ETS expansion risks undermining competitiveness of UK ports

The UK Emissions Trading Scheme Authority has issued an interim response to the 2024 consultation on expanding the scheme to the maritime sector.

The Authority confirmed it will proceed with plans to bring offshore vessels into the UK ETS ahead of the European Union’s timeline an approach that may significantly increase the cost of using UK ports.

While the stated goal is to align the UK and EU carbon pricing systems, the decision to include vessels servicing the offshore energy industry earlier than the EU could have unintended consequences, particularly for the UK’s competitiveness in offshore wind and energy support logistics.
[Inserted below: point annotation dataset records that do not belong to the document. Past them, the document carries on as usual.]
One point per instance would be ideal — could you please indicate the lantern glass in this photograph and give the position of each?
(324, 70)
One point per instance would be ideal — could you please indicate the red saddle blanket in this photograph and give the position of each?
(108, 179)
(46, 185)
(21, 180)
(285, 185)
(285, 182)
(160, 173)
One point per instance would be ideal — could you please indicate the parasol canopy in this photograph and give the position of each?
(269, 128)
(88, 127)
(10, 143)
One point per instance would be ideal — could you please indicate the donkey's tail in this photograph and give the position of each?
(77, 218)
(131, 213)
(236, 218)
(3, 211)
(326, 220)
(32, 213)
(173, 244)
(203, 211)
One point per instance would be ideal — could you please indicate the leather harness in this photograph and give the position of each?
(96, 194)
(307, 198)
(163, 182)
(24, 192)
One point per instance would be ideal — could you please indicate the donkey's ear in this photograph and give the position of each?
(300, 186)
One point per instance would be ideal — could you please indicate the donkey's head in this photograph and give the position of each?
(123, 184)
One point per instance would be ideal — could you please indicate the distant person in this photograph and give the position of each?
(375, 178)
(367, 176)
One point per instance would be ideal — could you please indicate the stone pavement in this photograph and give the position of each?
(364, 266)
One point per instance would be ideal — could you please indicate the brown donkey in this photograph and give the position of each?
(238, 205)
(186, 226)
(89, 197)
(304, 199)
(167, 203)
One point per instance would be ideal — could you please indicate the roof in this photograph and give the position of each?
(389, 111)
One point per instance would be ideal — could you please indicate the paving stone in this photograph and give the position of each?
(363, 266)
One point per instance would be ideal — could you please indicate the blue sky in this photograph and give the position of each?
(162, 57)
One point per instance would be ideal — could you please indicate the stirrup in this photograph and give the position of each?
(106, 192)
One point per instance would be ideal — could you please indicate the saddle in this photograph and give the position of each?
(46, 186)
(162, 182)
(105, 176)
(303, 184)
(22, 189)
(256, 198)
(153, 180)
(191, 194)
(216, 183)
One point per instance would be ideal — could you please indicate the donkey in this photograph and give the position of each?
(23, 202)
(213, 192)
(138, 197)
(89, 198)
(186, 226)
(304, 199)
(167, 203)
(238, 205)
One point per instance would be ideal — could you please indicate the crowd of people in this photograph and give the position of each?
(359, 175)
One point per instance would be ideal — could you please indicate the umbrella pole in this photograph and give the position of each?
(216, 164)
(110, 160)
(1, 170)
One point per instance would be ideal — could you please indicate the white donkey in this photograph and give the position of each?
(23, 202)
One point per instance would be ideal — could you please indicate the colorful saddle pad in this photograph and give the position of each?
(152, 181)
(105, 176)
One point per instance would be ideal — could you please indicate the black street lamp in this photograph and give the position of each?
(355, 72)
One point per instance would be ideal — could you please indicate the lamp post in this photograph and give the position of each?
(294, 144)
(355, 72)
Mark Simmonds, Director of Policy at the British Ports Association, voiced strong concerns over the announcement, expressing his disappointment by what they see as a self-inflicted blow to UK ports’ competitiveness especially those supporting offshore wind projects and working with European operators.

Simmonds further criticized the rapid implementation timeline and lack of transitional measures saying it’s difficult to understand why the UK is pushing forward so aggressively without the phased introduction that other industries have received, without de minimis thresholds to protect smaller operators, and with no plan to withdraw the scheme once international regulations come into effect later this decade.

The British Ports Association has long advocated for balanced, internationally harmonized regulation in maritime carbon pricing. The current UK approach, it argues, risks damaging the very industries it aims to support in the transition to cleaner energy.